Please fill out the fields below so we can help you better. Note: you must provide your domain name to get help. Domain names for issued certificates are all made public in Certificate Transparency logs (e.g. crt.sh | example.com), so withholding your domain name here does not increase secrecy, but only makes it harder for us to provide help.
My domain is:
I ran this command:
It produced this output:
My web server is (include version):
The operating system my web server runs on is (include version):
AlmaLinux 8.1
My hosting provider, if applicable, is:
SecureLink
I can login to a root shell on my machine (yes or no, or I don't know):
No
I'm using a control panel to manage my site (no, or provide the name and version of the control panel):
SecureLink VPAM (https://securelink.challiance.org)
The version of my client is (e.g. output of certbot --version or certbot-auto --version if you're using Certbot):
Do you have a specific question or is this just a spammy post?
Let's Encrypt validates from aroud the globe so no, you shouldn't geoblock HTTP access to the path /.well-known/acme-challenge/ and no, Let's Encrypt doesn't provide a list of IP address.
We really do need to employ geoblocking outside the US due to all the hacking attempts that occur to access our network. Is it that Letsencrypt.org has completely eliminated the US sites, or supplemented them with sites outside the US? If it's the former, then I would expect our site's cert renewal to take place rather than fail altogether. If not, then we'll need to seek an
alternative certificate resource.
Is it that Letsencrypt.org has completely eliminated the US sites, or supplemented them with sites outside the US?
LetsEncrypt checks the challenges from multiple vantage points around the world. This is to minimize the risk of routing attacks. The IPs are unpublished because they are subject to change at any point in time.
You have 2 options:
1- Use the DNS-01 challenge. this is best combined with delegating the _acme-challenge DNS record onto a secondary DNS system (via CNAME), to sandbox the credentials away from your main DNS systems.

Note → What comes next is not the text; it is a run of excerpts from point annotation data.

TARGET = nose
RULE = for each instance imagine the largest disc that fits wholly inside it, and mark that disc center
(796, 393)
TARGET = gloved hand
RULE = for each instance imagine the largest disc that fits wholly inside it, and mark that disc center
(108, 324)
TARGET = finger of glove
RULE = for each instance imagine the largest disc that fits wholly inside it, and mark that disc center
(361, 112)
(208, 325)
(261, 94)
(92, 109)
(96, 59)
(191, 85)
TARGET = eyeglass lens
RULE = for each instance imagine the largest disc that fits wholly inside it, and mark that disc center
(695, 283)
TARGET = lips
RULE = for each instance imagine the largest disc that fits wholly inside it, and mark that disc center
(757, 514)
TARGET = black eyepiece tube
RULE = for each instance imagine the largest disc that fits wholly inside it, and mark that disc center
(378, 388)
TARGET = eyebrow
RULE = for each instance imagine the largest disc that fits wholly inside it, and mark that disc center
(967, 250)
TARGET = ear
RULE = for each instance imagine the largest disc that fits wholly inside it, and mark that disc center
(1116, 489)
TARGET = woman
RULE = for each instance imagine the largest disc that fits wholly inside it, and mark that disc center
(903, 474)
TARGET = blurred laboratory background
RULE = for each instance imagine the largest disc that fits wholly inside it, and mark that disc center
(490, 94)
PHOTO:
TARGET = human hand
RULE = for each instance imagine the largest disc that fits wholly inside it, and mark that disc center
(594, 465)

You can use a hosted acme-dns instance or a secondary commercial vendor.
2- Use the HTTP-01 challenge, but disable the firewall rules during the certificate ordering process. This can be done with the pre/post hooks in certbot, or wrapping clients without hooks in a script that disables/re-enables the rules as needed. iptables chain rules work very well for this purpose. The firewall only needs to be disabled during the challenge phase.

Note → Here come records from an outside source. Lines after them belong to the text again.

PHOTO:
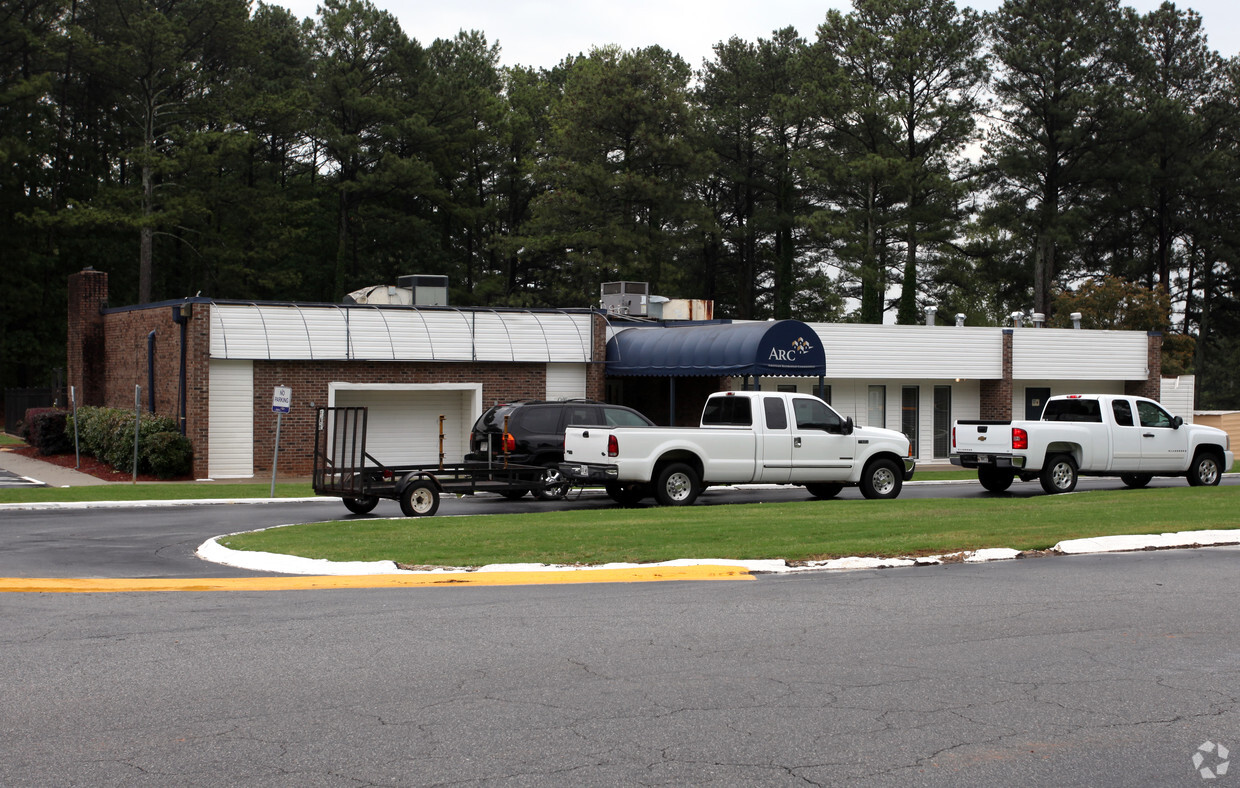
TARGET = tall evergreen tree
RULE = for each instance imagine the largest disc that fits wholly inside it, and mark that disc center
(1057, 111)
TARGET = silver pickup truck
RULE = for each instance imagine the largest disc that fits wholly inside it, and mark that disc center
(1132, 438)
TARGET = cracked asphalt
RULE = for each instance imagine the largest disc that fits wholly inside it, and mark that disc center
(1088, 670)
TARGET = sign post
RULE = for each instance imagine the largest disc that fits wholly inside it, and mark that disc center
(282, 402)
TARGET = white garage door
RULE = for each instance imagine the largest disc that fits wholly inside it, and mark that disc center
(231, 420)
(402, 427)
(566, 381)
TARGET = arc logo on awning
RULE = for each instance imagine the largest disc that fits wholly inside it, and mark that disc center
(797, 348)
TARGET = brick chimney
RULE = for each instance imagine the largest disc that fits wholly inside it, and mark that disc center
(86, 359)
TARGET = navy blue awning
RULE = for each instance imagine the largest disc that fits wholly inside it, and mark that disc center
(780, 348)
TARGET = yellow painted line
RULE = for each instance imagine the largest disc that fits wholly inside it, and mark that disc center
(640, 575)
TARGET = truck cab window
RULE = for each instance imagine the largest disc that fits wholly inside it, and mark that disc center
(776, 417)
(728, 411)
(815, 415)
(1073, 411)
(1152, 416)
(1122, 412)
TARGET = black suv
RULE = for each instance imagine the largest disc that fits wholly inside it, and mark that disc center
(536, 434)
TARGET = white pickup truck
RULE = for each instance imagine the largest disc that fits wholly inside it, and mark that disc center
(1094, 436)
(745, 437)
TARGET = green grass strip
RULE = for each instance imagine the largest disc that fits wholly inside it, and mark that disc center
(159, 490)
(794, 531)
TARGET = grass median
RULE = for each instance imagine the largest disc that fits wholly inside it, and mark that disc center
(794, 531)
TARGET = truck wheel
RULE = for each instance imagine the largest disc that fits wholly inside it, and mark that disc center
(823, 490)
(625, 494)
(1205, 470)
(420, 499)
(996, 479)
(677, 485)
(1059, 474)
(362, 505)
(882, 478)
(554, 484)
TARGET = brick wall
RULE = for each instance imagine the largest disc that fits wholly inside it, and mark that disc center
(1151, 387)
(996, 395)
(86, 338)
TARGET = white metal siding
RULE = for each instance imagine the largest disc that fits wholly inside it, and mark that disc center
(396, 334)
(402, 423)
(1068, 354)
(872, 351)
(566, 381)
(231, 420)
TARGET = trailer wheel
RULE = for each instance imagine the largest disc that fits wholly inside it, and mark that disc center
(1059, 474)
(996, 479)
(881, 479)
(677, 485)
(420, 499)
(1205, 470)
(626, 494)
(823, 490)
(554, 484)
(362, 505)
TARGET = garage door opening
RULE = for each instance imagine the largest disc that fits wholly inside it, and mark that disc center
(403, 418)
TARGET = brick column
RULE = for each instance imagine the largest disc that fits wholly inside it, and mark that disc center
(1151, 387)
(996, 395)
(86, 346)
(595, 372)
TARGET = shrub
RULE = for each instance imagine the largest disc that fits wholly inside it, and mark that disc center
(108, 434)
(169, 454)
(45, 431)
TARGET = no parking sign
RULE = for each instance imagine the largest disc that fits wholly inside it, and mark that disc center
(282, 400)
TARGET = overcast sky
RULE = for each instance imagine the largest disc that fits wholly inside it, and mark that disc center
(542, 32)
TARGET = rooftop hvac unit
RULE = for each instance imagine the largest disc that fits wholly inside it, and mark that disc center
(428, 291)
(625, 298)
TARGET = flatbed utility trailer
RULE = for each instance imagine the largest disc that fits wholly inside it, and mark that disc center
(342, 468)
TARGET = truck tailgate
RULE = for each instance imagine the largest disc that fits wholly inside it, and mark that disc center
(975, 437)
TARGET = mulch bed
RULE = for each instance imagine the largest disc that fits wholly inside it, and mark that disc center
(91, 465)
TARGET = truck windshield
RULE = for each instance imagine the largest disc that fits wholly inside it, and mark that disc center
(815, 415)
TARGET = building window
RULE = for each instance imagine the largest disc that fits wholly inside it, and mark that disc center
(941, 422)
(877, 407)
(910, 397)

NP. FYI, The CA/B forum is likely to mandate ALL Certificate Authorities perform multiple perspective validation within the next 2-3 years; support has been growing amongst it's member for an amendment to the Baseline Requirements covering this. Unless you are considering a Commercial CA who will not use ACME to issue your certificates (which are increasingly getting shorter in max duration), I strongly suggest you invest the time now to address this on your infrastructure and not defer the task or create new technical debt.
I shared some quick notes on using handling this with standard linux iptables here:
There are more detailed posts by others on this site as well.

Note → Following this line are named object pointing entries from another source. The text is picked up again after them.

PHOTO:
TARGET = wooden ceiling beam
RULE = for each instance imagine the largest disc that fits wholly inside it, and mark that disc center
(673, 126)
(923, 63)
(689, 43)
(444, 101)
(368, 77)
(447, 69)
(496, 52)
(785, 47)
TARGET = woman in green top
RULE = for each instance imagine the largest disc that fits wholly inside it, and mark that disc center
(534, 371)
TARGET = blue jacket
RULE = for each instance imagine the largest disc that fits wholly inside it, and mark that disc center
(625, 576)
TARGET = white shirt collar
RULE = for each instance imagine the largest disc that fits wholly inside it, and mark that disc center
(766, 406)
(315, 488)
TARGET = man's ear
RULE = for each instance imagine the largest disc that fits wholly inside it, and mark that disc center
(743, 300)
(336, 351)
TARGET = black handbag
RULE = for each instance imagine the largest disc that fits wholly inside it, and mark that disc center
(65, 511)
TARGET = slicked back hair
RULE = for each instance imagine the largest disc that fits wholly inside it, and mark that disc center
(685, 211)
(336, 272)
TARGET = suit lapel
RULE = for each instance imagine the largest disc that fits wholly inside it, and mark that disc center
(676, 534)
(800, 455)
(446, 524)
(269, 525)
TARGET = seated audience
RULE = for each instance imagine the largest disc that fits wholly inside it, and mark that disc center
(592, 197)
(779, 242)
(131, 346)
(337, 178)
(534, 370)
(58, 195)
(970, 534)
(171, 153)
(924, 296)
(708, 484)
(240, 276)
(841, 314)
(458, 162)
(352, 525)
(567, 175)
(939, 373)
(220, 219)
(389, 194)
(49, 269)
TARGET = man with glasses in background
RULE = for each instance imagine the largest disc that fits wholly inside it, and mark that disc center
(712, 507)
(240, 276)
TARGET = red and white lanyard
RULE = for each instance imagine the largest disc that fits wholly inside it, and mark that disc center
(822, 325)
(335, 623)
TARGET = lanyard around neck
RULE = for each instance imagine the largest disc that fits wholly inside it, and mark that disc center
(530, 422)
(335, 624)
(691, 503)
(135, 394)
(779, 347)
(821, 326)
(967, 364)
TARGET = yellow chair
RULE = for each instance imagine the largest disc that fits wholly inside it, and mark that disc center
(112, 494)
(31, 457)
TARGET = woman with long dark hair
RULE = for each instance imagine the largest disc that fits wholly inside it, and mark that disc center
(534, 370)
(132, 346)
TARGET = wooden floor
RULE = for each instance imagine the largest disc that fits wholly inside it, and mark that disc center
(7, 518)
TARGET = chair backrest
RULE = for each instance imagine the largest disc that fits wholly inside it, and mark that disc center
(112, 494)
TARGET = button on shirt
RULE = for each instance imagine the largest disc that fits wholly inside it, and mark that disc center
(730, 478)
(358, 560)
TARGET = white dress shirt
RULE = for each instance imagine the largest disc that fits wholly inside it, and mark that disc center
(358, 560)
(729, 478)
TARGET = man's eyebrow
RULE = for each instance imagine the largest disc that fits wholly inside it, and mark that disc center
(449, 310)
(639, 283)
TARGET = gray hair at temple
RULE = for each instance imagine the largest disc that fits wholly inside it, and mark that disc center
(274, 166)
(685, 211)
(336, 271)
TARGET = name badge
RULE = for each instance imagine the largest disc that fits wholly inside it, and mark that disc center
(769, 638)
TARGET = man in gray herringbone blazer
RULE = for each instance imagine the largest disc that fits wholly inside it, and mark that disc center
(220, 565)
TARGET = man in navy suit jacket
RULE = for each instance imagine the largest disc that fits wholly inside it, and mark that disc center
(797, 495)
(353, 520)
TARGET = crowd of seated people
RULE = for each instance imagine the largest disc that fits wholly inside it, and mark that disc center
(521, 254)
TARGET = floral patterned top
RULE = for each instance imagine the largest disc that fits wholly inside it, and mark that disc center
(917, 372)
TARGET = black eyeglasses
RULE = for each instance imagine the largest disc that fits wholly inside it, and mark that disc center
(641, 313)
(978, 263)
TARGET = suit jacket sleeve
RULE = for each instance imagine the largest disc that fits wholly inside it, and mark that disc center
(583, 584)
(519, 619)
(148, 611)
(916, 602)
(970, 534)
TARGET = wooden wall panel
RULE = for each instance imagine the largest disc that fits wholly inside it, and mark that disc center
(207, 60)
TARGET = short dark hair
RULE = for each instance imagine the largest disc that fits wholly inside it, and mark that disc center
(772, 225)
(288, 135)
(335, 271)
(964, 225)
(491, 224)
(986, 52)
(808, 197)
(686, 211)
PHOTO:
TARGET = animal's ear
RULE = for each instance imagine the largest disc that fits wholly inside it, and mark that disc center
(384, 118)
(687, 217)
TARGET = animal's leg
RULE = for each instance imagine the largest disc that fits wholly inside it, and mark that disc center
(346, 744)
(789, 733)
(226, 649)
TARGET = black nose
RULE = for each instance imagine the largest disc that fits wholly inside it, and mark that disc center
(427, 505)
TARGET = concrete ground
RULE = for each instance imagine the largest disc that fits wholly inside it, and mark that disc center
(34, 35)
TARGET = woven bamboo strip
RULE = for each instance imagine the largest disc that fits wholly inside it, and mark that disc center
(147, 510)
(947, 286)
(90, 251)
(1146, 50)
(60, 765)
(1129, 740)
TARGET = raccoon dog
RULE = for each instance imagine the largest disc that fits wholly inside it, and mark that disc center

It actually did pass unanimously, with requirements kicking in starting next month, and growing to needing at least 5 remote perspectives by the end of 2026.
Another option is to leave the geo-restrictions in place on port 443 and remove them only from port 80. You can then redirect all non-ACME traffic from port 80 to port 443. This will allow your HTTP-01 challenges to succeed without exposing you to any malicious access attempts.
That only works if the concern is over HTTP traffic; many people geoblock all traffic from certain regions due hacking attempts on every major port and protocol.
Yeah, but which exploit will exploit a HTTP to HTTPS redirect and/or serving of a static file? Usually dynamic languages such as PHP and their webapp implementations are targeted. Or stuff like SSH or OpenSSL. But those are not applicable for a simple HTTP responder.
I'm quite certain a very, very small and negligible attack vector remains when you open a HTTP to HTTPS redirect and just a simple static file to the world.